Photo by Pixabay / Public Domain

Some students struggle to sit through a 90-minute lecture. But what if the class went on for seventy years straight?

Professor Michael Keller of the Philosophy Department will be teaching an experimental class in fall of 2017 called “DEAD 469: Aging and Dying.” Keller joins the ranks of Penn professors who are renowned for teaching unconventional classes, such as Justin McDaniel and his highly anticipated "Existential Despair" class, also offered next fall. An unusually young tenured professor at the age of 27, Keller is fairly confident that he will live through the entirety of the class.

Since “Aging and Dying” is classified as a Benjamin Franklin Seminar, the class will be capped at around 18-20 people. No prerequisites are needed, save for a love of contemplating the construction of temporality and the inevitability of death. It will meet every week, beginning the second Tuesday of the fall 2017 semester and continue until the first Tuesday of the Fall 2087 semester.

Under the Button dot com spoke with Keller about his upcoming class. This interview has been edited for brevity.

Under the Button: What is the purpose of having a 70-year class?

Michael Keller: Oh well there’s lots of purposes for it. Again, I’d rather it be eighty years. A little background is that, in any class I teach, I’ll mention something about how aging is the arduous, painful, and ultimately meaningless process of degeneration that precedes our inevitable decease. And I’m shocked; for 90% of the students I mention this to, they haven’t thought much about it. And I think it’s not because students aren’t bright, they clearly are very bright, they’re just hyper-bright students who would rather not mull over the ephemerality of existence and the futility of our worldly toils.

UTB: What will a typical day of class be like?

MK:There will be no rules, except for that you must grow old during our 70 years together and you cannot leave. You are not technically required to die in class, but those who do expire before the end of the course will receive extra credit for their dedication to investigating the class objectives. There will be two bathroom breaks and 30 minutes to eat per day, that’s it. And we will sit and contemplate aging and death all together. That’s it. In silence.

Then we will have a very, very intense discussion. There will also be writing exercises. They will be in class, and they will all be hand-written. That is, until our joints begin to deteriorate and the arthritis sets it. And there will be home health aid escorts to take people home in the year 2087. Then you will leave the class, and you will have no homework, you will have no writing, no research, no projects, and almost no time left to experience life free from sustained fixation on mortality.

UTB: How will the class be graded?

MK: The class will be graded on about 75% participation and about 25% writing.
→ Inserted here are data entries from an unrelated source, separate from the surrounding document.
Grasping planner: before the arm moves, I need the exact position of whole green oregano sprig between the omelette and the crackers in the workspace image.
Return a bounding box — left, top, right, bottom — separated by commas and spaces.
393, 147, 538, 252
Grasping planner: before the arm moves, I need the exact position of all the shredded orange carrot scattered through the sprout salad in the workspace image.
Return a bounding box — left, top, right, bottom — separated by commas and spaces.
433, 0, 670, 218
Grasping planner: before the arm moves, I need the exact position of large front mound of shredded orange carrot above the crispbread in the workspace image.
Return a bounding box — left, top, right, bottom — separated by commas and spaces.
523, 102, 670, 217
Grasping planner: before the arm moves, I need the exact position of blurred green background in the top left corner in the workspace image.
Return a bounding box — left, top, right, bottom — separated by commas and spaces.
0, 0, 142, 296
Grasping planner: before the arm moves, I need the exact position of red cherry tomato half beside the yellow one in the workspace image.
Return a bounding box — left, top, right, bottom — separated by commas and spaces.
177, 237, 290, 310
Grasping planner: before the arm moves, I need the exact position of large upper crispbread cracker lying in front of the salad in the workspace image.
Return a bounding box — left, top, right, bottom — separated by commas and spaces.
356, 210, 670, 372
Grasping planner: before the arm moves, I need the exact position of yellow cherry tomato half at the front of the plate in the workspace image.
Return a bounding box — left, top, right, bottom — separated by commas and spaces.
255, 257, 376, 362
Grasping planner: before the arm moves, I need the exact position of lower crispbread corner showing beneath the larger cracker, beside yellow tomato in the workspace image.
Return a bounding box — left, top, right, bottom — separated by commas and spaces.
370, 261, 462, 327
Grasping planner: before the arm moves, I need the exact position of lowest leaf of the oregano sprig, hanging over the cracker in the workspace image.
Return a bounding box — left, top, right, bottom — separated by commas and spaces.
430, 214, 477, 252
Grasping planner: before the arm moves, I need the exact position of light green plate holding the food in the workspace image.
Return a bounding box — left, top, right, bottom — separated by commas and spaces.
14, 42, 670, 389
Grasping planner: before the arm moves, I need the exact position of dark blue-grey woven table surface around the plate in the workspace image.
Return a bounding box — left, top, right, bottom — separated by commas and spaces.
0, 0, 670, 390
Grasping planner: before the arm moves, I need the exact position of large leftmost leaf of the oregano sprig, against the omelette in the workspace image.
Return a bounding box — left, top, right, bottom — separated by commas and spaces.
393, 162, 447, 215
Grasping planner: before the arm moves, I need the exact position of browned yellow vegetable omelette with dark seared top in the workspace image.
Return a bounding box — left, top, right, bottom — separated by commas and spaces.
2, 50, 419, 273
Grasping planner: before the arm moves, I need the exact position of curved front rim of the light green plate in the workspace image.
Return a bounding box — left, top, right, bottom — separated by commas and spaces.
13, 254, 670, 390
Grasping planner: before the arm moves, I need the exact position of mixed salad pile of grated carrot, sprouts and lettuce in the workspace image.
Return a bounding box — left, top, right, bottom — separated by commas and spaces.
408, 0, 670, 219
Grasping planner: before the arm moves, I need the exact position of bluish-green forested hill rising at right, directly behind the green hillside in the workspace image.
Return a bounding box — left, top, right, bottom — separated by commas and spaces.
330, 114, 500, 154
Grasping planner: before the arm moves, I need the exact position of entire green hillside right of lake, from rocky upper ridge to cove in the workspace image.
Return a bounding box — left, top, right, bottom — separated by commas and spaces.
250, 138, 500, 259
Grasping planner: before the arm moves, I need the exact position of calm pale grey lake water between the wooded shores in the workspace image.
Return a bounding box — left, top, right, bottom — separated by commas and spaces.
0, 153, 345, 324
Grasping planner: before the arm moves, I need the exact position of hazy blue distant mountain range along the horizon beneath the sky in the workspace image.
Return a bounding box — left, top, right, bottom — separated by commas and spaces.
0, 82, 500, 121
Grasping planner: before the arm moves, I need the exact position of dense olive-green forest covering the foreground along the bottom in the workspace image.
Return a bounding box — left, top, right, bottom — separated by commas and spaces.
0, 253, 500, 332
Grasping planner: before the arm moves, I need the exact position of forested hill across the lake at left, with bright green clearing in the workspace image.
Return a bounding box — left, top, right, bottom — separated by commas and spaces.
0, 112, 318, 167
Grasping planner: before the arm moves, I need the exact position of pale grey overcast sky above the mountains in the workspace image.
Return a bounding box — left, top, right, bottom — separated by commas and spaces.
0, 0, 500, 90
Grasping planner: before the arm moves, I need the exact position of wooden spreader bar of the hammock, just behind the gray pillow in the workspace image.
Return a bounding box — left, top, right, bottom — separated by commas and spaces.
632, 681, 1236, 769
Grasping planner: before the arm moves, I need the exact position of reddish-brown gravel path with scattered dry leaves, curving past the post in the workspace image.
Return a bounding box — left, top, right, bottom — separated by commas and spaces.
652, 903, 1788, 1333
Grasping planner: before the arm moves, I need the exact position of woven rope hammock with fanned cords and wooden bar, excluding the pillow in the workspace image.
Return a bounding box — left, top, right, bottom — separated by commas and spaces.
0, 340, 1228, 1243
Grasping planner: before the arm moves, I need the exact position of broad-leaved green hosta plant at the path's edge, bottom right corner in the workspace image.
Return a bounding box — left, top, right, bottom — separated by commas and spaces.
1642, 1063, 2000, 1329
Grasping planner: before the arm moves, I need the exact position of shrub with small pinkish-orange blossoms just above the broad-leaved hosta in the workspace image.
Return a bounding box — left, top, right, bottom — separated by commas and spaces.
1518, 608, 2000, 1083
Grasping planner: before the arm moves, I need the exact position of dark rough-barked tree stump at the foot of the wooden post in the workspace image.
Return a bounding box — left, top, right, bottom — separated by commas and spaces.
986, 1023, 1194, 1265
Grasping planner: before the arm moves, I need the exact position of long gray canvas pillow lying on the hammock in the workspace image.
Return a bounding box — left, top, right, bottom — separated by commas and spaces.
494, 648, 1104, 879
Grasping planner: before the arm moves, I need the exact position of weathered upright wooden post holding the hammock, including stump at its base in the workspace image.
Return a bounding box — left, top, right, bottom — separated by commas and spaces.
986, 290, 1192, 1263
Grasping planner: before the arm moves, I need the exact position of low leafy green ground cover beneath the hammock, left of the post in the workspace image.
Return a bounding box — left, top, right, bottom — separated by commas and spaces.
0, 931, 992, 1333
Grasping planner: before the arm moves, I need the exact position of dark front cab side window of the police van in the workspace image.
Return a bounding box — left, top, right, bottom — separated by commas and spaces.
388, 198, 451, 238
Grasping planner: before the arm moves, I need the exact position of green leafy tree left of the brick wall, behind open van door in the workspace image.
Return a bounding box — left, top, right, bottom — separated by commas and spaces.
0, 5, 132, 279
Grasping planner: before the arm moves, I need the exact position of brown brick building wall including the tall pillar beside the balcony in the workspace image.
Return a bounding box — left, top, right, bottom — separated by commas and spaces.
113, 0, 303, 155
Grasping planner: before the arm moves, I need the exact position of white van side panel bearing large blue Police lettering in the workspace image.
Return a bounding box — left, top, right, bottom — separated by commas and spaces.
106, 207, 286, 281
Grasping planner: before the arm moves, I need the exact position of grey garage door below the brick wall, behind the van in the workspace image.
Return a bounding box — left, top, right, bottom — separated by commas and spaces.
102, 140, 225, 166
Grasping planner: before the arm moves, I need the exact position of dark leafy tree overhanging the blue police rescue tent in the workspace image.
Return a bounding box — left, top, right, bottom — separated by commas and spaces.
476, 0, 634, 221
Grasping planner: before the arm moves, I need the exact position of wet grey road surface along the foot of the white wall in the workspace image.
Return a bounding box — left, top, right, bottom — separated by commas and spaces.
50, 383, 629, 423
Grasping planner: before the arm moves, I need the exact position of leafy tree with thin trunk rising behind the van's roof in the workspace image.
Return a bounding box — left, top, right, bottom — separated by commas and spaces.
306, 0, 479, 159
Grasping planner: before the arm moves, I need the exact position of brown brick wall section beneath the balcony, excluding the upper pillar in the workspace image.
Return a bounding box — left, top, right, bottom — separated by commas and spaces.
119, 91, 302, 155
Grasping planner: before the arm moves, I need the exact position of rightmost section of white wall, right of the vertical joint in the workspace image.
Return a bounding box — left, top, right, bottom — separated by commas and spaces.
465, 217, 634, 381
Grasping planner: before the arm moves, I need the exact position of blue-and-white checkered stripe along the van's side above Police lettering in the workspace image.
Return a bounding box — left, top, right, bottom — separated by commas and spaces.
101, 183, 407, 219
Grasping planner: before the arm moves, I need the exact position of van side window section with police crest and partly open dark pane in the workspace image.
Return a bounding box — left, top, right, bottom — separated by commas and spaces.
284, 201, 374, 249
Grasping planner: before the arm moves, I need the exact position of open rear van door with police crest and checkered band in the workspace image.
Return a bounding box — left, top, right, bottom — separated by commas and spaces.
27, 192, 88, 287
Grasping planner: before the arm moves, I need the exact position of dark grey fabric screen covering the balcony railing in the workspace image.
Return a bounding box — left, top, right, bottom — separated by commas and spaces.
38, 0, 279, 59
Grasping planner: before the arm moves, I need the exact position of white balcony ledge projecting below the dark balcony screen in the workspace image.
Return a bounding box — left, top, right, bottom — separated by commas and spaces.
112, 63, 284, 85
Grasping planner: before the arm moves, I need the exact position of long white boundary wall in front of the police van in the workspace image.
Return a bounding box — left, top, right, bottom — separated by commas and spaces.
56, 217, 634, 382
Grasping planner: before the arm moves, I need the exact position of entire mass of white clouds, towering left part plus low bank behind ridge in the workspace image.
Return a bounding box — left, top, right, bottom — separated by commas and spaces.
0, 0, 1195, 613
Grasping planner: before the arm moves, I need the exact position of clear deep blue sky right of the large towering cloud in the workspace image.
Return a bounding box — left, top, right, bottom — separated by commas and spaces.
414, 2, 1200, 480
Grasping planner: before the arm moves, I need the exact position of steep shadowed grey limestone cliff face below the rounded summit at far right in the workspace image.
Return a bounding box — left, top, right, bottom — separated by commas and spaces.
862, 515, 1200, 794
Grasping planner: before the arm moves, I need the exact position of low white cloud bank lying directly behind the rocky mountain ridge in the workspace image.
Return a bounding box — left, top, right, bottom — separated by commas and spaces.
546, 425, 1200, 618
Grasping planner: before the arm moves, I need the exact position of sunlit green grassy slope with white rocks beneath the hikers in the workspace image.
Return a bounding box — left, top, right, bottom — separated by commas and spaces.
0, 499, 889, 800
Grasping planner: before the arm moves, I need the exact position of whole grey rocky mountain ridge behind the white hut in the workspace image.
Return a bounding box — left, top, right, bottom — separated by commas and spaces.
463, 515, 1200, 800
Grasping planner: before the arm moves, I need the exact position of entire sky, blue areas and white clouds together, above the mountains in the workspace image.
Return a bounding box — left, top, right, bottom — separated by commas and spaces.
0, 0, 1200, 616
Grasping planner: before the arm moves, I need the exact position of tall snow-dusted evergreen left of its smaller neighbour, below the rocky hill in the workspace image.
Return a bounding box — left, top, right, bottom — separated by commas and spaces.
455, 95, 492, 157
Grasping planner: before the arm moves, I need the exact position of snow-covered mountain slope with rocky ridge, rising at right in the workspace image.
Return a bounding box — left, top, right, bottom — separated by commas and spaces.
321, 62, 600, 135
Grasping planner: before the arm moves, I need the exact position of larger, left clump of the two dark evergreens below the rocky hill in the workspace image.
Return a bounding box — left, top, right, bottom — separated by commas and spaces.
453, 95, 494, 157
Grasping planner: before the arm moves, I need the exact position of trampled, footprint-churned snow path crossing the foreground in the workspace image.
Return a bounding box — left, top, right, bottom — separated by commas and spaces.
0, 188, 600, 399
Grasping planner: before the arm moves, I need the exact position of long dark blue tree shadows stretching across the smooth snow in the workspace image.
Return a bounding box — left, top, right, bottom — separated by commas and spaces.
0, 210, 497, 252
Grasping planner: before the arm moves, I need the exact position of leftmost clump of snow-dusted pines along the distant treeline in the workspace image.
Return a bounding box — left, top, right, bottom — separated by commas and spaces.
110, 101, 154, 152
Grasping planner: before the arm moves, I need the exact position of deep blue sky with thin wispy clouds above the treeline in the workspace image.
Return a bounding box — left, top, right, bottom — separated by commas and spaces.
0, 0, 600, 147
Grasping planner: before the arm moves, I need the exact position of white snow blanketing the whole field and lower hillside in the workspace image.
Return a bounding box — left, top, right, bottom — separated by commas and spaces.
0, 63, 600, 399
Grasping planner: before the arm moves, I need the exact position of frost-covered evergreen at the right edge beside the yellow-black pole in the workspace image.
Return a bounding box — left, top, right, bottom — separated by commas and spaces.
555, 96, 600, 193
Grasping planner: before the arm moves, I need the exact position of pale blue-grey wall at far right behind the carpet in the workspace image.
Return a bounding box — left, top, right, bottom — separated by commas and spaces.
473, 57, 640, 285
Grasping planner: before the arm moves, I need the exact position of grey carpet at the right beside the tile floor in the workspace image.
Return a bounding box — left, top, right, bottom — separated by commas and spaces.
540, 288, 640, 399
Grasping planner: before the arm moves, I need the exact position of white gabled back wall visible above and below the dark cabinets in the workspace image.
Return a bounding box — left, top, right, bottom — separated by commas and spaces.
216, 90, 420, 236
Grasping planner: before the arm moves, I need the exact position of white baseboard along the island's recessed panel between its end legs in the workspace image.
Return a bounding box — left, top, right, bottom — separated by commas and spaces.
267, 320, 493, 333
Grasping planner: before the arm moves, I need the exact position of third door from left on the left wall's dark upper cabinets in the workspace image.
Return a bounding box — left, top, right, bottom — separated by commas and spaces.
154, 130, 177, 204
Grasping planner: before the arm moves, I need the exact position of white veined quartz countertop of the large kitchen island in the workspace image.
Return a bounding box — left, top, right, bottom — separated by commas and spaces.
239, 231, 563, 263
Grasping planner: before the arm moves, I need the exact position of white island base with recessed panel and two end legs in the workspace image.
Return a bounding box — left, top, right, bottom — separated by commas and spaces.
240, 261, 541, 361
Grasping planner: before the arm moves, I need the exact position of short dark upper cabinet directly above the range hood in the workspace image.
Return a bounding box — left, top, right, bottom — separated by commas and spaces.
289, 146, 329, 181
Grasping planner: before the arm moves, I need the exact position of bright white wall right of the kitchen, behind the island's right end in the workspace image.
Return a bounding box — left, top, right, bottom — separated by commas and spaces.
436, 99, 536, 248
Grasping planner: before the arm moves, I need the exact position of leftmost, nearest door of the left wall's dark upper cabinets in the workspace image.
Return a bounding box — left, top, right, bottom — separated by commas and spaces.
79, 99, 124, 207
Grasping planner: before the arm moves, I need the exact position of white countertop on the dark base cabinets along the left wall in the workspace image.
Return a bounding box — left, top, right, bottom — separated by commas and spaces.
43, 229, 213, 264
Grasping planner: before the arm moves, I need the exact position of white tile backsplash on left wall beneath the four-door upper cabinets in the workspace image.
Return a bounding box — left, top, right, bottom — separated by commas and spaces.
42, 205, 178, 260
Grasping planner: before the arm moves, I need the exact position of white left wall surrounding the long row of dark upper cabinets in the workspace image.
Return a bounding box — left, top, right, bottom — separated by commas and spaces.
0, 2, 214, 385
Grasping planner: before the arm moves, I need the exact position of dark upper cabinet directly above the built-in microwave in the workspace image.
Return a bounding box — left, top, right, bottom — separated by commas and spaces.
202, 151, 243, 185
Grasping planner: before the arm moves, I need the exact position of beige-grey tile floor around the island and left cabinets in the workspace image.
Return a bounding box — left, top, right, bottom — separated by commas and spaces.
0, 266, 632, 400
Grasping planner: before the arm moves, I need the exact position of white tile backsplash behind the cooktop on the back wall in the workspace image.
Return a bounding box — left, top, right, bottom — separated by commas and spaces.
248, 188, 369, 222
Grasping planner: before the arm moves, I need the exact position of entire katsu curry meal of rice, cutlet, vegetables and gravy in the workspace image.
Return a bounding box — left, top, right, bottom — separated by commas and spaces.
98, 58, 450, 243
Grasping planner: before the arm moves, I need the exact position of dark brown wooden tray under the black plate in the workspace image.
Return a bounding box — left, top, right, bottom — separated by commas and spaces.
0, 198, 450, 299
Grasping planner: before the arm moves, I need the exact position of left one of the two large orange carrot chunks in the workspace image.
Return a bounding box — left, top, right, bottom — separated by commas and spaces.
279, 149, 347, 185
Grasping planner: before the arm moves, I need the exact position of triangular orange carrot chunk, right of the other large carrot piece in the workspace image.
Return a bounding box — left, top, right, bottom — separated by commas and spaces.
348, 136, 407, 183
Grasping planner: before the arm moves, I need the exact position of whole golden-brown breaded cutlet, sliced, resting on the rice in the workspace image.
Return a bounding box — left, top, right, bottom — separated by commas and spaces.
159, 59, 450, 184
You can’t miss a class—mostly because you will never leave but also because that's my class policy. Even if it’s a medical emergency, if you leave class you lose a whole letter grade. Because medical emergencies are fundamental to aging and death, it is absolutely critical that the whole class experience those processes of physical decline together and in real time.

UTB: Is there anything else you would like people to know about the class?

MK: I’m not looking for a particular type of student. I’m looking for a diverse class, I want nurses and engineers and Wharton and the College, and I don’t want all English majors or all Philosophy majors. I don’t want all seniors or all freshmen. I want to have a nice balance of gender. I’m looking for people who really want to spend many, many years simply sitting around, aging into decrepitude, examining our individual and collective insignificance, and pondering our trajectory towards nonexistence.